The NFRA and GRA claim “multiple US Supreme Court cases have found that a ‘Natural Born Citizen’ is defined as a person born on American soil of parents who are both citizens of the United States at the time of the child's birth.”

This is WILDLY false.https://t.co/PbgIXvttQb pic.twitter.com/DnRab9rlYi

— Loren Collins (@LorenCollins) June 18, 2024

Moreover, the US Constitution’s requirements for presidential eligibility have been broadly interpreted to mean that anyone born on US soil is a natural-born citizen, regardless of their parents’ nationality. This interpretation has been upheld in numerous legal cases and is widely accepted by legal scholars.

Critics also point out that the NFRA’s interpretation would have disqualified several early US presidents, including George Washington, John Adams, Thomas Jefferson, and James Madison, from holding office.

These founding fathers were born to parents who were British subjects before the United States existed, meaning they would not meet the strict standards outlined by the NFRA.

Despite these criticisms, the NFRA has remained steadfast in its position. Alex Johnson, the group’s president, defended their stance in a statement to The Independent, saying, “The media’s suggestion that referencing a court case in a 30+ page document equates to endorsing every aspect of the case is inherently dishonest and misleading.”

The NFRA claims Haley, Harris & Ramaswamy are not “natural-born citizens” because of their parents’ citizenship.

What Dred Scott ACTUALLY SAYS about parents and citizenship is that one born in the US may not be a citizen if he “belongs to an inferior and subordinate class.”

🤔 pic.twitter.com/QHL1enZNXa

— Loren Collins (@LorenCollins) June 18, 2024

He further argued that Kamala Harris should not hold office for a variety of reasons, including what he described as the Democratic Party’s divisive tactics on race and class.

“We firmly believe that faux Democrat Ms. Harris should never hold office for any of the many reasons people choose to highlight, including her party’s tactics on dividing people by race and class, which mirror those that have led nations like Venezuela, Cuba, and North Korea into totalitarian regimes,” Johnson stated.
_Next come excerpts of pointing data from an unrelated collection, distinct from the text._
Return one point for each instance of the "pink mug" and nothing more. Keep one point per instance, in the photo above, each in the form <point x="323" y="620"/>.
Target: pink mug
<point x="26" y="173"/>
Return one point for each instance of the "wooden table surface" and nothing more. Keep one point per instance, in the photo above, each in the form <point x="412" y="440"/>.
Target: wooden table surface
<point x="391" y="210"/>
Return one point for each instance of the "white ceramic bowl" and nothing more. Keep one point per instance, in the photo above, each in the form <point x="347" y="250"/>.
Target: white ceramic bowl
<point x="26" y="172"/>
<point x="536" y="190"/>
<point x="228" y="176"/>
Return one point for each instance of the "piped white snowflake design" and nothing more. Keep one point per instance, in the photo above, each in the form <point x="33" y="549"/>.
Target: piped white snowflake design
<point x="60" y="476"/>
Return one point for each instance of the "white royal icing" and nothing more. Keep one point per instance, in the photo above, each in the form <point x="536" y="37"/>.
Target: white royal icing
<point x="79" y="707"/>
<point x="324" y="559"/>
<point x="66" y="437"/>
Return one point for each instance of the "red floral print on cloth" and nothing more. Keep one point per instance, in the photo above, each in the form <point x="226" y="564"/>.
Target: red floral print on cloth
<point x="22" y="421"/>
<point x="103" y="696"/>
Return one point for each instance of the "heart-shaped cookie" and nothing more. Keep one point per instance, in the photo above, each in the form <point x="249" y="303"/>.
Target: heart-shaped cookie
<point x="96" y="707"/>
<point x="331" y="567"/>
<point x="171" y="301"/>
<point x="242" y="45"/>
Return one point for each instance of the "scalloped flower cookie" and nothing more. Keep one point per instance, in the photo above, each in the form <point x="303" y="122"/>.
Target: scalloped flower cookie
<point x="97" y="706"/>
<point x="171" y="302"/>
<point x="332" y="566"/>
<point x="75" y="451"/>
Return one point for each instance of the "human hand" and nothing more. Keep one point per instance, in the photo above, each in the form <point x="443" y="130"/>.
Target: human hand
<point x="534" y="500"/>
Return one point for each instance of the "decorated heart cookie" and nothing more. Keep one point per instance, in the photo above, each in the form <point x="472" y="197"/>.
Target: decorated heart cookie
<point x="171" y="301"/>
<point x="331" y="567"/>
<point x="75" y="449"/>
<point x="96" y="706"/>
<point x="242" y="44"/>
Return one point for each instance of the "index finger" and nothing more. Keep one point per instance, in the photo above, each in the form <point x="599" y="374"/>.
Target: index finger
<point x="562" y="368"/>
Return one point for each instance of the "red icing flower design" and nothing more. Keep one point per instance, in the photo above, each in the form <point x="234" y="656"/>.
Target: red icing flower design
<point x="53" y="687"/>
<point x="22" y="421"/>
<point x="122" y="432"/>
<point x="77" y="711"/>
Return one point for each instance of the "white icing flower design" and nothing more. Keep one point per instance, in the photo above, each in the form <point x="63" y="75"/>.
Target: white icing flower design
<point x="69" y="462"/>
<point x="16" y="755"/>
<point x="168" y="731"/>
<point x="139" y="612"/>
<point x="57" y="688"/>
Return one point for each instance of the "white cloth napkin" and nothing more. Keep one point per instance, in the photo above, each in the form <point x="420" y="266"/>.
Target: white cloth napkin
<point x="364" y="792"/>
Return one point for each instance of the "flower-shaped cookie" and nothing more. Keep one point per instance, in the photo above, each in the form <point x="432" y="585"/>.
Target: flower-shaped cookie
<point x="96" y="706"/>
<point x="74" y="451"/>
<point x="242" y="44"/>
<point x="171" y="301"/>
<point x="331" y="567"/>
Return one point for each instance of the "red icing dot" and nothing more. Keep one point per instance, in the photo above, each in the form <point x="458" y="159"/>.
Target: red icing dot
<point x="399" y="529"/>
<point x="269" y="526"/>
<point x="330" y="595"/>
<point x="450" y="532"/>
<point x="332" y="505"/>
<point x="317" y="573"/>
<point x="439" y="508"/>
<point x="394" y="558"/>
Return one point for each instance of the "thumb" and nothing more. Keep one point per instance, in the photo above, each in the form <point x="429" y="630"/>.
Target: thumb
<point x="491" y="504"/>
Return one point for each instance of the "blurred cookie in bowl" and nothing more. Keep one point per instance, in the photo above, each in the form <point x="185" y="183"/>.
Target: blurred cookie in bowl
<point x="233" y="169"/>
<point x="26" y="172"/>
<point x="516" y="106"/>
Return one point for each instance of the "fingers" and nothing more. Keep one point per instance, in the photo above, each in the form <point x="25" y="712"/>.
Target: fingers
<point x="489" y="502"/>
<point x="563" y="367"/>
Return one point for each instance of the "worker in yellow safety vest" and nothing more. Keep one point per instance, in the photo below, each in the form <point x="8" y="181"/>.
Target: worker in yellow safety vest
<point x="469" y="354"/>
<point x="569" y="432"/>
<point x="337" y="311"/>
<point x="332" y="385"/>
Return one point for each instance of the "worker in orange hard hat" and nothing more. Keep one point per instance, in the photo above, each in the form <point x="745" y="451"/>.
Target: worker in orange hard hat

“These policies have historically resulted in widespread suffering, economic collapse, and the erosion of individual freedoms. The Democrat Party preys on the ignorance of voters.”

What is NFRA’s political motive behind this move?

The NFRA’s use of the Dred Scott ruling to challenge the eligibility of Kamala Harris and other candidates is not just a legal argument but also a political tactic.

The organisation officially endorsed former US President Donald Trump at their October 2023 convention, further fuelling speculation that their actions are motivated by a desire to discredit Harris and other potential rivals in the 2024 presidential election.

In the event that the NFRA attempts to scrub their Dred Scott-citing resolution from their website, here’s video evidence that it was there today: pic.twitter.com/wotjW8EMEK

— Loren Collins (@LorenCollins) August 23, 2024

The legal basis for the NFRA’s claims is tenuous at best. The US Supreme Court’s ruling in Dred Scott v. Sandford was effectively nullified by the 13th and 14th Amendments, which abolished slavery and established birthright citizenship. The interpretation of the “natural-born citizen” clause that the NFRA advocates is not supported by the majority of legal scholars or by historical precedent.

Moreover, the NFRA’s invocation of the Dred Scott ruling has been criticised as racially charged, given the historical context of the case and its association with one of the darkest periods in American history. By using this ruling to challenge the eligibility of a woman of colour to run for president, the NFRA has been accused of engaging in a form of racial dog-whistling that seeks to undermine the legitimacy of minority candidates.